A esto se suma la inseguridad creciente, que ha golpeado con fuerza a ciudades como Iquique y Alto Hospicio, espantando el turismo, frenando la inversión y deteriorando la calidad de vida. La informalidad y el comercio ilegal han tomado calles enteras sin respuesta efectiva del Estado.
El centralismo también juega su parte. Las decisiones clave se siguen tomando en Santiago, y muchas veces los recursos no llegan o se destinan a proyectos desconectados de las necesidades reales del territorio.
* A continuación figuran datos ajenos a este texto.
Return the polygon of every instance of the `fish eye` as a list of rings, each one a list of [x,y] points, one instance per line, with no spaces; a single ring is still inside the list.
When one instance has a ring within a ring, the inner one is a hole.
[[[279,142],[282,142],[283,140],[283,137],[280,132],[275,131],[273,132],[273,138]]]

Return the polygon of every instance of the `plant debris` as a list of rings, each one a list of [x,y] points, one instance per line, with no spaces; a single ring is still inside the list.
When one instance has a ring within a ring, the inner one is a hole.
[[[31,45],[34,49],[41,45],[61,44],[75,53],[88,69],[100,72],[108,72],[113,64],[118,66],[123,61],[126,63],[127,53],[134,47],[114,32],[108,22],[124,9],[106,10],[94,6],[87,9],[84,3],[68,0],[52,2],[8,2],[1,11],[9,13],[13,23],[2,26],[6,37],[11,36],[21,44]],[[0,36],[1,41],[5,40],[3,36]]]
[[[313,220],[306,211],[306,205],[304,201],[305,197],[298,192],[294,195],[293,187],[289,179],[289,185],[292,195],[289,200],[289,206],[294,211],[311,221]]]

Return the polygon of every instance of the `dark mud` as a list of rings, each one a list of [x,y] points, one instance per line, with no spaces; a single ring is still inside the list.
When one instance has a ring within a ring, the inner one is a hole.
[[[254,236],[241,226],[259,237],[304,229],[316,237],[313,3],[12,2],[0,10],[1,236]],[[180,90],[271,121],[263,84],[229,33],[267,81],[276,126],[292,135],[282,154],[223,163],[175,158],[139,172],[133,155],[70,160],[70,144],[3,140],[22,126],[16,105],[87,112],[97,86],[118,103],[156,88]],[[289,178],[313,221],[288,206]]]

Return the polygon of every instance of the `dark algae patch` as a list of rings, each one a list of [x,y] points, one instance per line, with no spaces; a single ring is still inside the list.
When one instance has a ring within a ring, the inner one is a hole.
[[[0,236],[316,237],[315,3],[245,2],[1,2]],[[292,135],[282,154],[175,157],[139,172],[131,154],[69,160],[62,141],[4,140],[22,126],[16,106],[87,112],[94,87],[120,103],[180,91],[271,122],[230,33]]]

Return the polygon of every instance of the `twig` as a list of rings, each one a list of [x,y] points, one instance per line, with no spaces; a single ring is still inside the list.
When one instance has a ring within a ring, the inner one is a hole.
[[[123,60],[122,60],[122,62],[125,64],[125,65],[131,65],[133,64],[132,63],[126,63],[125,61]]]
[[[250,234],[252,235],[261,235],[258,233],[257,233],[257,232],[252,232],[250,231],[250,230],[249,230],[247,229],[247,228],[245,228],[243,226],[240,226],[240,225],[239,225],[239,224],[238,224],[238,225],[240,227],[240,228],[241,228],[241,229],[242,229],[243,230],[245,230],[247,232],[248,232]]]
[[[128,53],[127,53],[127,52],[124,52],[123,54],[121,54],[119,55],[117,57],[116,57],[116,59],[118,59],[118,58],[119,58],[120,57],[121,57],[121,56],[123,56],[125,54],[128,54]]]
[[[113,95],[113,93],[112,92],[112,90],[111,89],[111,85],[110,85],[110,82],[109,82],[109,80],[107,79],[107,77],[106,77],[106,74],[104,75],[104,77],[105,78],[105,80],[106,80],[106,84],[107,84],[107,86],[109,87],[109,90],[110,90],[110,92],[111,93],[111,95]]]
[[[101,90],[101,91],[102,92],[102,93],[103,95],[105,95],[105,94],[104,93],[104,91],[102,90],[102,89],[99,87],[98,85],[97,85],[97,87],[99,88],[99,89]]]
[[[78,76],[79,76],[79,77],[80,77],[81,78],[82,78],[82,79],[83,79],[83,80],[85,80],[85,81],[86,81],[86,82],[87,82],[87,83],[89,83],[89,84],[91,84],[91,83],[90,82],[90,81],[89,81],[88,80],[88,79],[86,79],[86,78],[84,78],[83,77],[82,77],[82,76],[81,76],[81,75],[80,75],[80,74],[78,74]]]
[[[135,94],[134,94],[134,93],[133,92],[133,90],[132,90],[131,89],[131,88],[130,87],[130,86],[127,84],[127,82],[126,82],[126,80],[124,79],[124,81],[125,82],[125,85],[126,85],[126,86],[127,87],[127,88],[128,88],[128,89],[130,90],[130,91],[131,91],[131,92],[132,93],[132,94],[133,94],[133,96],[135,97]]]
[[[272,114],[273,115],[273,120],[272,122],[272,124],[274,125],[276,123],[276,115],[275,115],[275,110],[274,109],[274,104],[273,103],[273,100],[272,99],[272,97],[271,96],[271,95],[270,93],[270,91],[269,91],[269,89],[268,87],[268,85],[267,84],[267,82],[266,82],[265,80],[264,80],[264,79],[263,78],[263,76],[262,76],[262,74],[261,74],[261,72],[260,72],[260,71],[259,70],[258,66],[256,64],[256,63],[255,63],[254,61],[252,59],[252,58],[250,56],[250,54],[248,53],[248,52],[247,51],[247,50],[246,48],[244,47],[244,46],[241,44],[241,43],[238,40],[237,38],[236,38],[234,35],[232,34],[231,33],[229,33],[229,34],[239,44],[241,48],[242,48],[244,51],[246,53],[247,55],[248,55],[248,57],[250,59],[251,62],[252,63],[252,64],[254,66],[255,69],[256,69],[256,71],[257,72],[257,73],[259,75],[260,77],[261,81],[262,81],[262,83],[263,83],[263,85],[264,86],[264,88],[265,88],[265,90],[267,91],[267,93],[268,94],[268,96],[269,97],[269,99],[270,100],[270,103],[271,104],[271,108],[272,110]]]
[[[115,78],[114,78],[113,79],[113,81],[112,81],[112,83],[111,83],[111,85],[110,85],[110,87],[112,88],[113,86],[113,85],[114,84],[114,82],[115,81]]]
La falta de voluntad política para entregar herramientas de desarrollo regional —como mayor autonomía fiscal o incentivos a la inversión local— sigue siendo un lastre estructural.
Pero no todo es culpa del nivel central. También hay responsabilidad en las autoridades regionales, que han demostrado una preocupante incapacidad de articular visiones de futuro, ejecutar presupuestos con eficiencia y atraer inversión sostenible. Tarapacá necesita más que discursos: requiere liderazgo, visión estratégica y capacidad de gestión.
La región no puede seguir siendo solo una zona de paso, ni conformarse con el rezago. Tarapacá tiene todo para ser un eje de desarrollo logístico, tecnológico y turístico del norte de Chile. Pero para eso, hay que despertar del estancamiento y tomar decisiones valientes.
Porque si no se actúa ahora, lo que hoy es estancamiento, mañana será retroceso.